Felix's relief was visible in his shoulders as he redirected it back to Callen.
But Callen wasn't looking. He was staring at his mirror self, still smirking at him from the wall. For a terrifying second, Bram thought he wouldn't move. Then Callen snapped out of it and flicked the ball back. Too hard. Too sharp.
It skimmed past Bram's toes.
Jory scrambled to save it, sliding across the turf. The ball nicked his shin and stayed in play by a miracle. He grinned shakily. "Saved your butt, Ashcroft."
Bram didn't smile. He couldn't. His chest was too tight.
The mirrored walls groaned again, shifting. The corridor narrowed until they had to stand shoulder-to-shoulder, reflections pressing close, breathing down their necks. In one wall, Bram's reflection leaned forward, lips moving. No sound, but he could read it: You'll fail them too.

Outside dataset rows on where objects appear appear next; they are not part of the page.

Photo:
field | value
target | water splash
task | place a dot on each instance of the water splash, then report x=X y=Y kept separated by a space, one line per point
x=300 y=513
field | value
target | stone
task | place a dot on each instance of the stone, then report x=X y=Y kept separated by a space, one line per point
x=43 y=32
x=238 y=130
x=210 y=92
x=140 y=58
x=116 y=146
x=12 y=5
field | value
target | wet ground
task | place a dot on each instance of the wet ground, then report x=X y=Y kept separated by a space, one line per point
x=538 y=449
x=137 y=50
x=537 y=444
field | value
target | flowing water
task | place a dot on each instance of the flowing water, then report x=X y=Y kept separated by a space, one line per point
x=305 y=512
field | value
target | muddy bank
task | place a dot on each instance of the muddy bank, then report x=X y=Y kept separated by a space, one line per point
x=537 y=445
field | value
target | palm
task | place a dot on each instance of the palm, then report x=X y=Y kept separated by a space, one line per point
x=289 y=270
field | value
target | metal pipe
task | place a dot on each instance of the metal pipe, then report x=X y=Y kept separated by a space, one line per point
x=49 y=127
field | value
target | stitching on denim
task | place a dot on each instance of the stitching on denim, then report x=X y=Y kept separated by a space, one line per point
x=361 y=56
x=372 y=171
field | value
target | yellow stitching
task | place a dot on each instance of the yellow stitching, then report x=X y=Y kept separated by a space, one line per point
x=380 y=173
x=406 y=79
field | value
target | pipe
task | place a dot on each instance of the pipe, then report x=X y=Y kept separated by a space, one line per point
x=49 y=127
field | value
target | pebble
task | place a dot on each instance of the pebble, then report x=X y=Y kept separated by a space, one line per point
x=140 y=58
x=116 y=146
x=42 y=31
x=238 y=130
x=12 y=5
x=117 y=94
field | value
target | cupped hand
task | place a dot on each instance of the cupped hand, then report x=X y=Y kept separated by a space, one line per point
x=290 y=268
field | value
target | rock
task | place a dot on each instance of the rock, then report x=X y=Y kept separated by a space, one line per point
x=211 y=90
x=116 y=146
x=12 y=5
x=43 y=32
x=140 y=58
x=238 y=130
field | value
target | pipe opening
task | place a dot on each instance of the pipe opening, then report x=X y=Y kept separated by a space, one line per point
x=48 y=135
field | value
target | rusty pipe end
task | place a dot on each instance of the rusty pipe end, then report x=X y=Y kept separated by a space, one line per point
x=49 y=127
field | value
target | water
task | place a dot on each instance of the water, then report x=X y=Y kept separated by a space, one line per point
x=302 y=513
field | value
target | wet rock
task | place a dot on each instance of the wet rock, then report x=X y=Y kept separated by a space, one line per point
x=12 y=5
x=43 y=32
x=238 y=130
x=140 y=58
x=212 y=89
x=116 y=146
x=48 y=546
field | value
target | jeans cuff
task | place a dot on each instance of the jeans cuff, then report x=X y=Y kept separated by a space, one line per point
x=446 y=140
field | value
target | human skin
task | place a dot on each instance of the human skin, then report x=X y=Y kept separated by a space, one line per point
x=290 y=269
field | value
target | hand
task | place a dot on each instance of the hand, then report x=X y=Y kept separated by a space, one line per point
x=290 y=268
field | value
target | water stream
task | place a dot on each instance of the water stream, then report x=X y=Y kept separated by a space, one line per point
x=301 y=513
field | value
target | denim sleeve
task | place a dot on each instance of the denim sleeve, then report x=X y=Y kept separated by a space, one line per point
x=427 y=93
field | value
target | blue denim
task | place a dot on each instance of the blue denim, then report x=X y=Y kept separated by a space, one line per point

His gut clenched. His father's voice. His old self's voice. He shoved it down. Hard.
"Keep moving," Bram said hoarsely. "Don't stop. Ever."
The team pressed on, passing quickly, three-touch rhythm steadying their nerves. But the reflections didn't stop. They grew more erratic, more mocking. In one corner, Felix's reflection deliberately tripped and laughed as it sprawled. In another, Daren's reflection refused to pass, holding the ball like a boulder.
And ahead, the next obstacle revealed itself: five mirrored gates, rotating slowly. Each one showed a different version of the team waiting inside, but only one gate was real. The others shimmered faintly, their grass painted illusions.
The System whispered:
[ Phase Two Initiated: Choose the correct gate. Error = Possession reset. ]
Bram's pulse hammered. His teammates looked at him. Even Callen.
This wasn't just about the ball anymore. It was about vision. About leadership.
He inhaled, every nerve taut. Replay Vision flickered, struggling under the weight of illusions. But one trajectory burned brighter than the rest, faint but steady.
He pointed. "That one."
The others followed his hand, uncertain.
And then—
The mirrored version of himself, inside another gate, smirked and pointed to a different one.